The acquisition of Performance Products brings a complimentary product to the mobile navigation group with significant brand equity (Snooper), excellent management that are staying on to work with the company to build this potentially large and profitable component of the business, and it will be accretive to earnings in 2007. What more could shareholders ask for? Well, profits for a start and then a little movement in the price of the stock for another. This stock went public in 1990 and in the 16 years since has managed to produce only 26 percent in total returns. In comparison, the NASDAQ in the same period returned 490 percent. Clearly, an investment in Cobra Electronics is a speculative one.
Here are the Top 5 reasons to like this stock:
- The company has a 70 percent market share, and growing, in radar detection devises in the United States. If you’re looking to avoid detection, Cobra is the supplier of choice.
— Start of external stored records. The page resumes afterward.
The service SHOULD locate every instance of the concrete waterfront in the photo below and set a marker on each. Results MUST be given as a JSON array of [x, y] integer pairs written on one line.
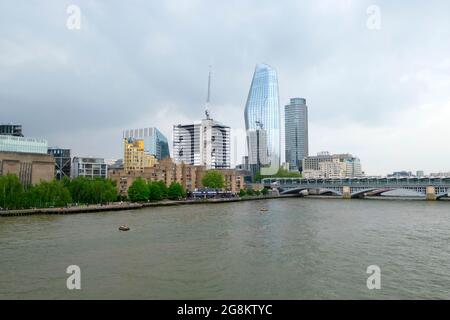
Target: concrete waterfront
[[120, 206]]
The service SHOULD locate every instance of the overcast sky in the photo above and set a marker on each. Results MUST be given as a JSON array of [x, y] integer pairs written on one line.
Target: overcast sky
[[380, 94]]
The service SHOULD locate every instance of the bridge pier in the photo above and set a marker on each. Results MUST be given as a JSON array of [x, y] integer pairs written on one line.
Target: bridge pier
[[431, 193], [346, 193]]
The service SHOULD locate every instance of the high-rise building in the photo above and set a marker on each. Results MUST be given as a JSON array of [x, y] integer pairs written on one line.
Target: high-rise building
[[62, 162], [89, 167], [296, 132], [135, 157], [11, 130], [262, 111], [204, 144], [155, 142]]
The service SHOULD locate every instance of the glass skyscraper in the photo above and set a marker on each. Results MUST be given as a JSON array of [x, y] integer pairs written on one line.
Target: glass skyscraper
[[262, 112], [296, 132]]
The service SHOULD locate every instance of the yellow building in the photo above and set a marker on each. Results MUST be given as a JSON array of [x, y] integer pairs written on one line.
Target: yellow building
[[135, 158]]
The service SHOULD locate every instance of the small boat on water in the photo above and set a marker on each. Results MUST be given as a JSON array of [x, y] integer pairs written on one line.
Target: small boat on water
[[124, 228]]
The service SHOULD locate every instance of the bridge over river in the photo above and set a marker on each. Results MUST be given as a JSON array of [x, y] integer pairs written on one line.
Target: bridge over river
[[429, 188]]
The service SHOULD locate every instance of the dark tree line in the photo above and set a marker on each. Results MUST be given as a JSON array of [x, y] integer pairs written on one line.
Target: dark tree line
[[13, 195]]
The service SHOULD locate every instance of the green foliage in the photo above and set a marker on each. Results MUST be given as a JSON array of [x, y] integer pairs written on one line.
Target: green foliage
[[139, 190], [213, 179], [176, 191], [156, 191], [163, 188]]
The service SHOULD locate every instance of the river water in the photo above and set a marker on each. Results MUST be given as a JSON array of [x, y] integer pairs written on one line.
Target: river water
[[299, 249]]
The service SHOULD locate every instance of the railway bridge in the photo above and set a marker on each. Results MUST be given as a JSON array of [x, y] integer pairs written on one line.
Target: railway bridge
[[429, 188]]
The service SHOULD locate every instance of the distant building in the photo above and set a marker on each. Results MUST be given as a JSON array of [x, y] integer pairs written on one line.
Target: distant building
[[21, 144], [135, 157], [155, 142], [312, 162], [262, 111], [206, 143], [400, 174], [31, 168], [440, 174], [296, 132], [420, 174], [325, 165], [258, 154], [89, 167], [11, 130], [168, 171], [63, 162]]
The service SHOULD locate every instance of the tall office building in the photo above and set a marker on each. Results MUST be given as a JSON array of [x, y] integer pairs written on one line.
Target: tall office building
[[62, 162], [155, 142], [206, 143], [262, 110], [296, 132]]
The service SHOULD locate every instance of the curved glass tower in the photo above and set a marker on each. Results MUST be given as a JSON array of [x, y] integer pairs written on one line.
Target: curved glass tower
[[262, 112]]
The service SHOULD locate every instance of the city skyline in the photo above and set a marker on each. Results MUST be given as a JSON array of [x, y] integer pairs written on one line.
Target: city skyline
[[378, 94]]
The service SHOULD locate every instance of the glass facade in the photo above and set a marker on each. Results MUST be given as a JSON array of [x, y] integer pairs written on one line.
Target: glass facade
[[20, 144], [262, 110], [155, 142], [296, 132]]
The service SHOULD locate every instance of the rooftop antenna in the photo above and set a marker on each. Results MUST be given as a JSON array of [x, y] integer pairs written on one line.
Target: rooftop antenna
[[209, 95]]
- With the addition of the Snooper line, the company has become a bigger player in the mobile navigation market. Now, in addition to the NAV ONE line, Snooper gives them better distribution in the European market.
- The company paid £20 million for the Snooper line, whose operating margins are double Cobra’s existing mobile navigation products. This acquisition will pay for itself in less than five years.
- All areas of the company with the exception of the mobile navigation business, which is only two years old and very competitive, are leaders in their markets. The company knows how to gain market share.
- Excluding 2006, the company’s financial statements over the last 10 years have shown a profit. This unique situation will reverse itself in 2007.
Cobra’s stock price has done little in the past few years. The risk here is not that it will go down in price but rather it will move sideways for another five years. It’s all about opportunity cost in this situation. However, they do pay a $0.16 cent dividend to help calm the nerves until it finds its way out of a severely moribund state. No risk, no reward.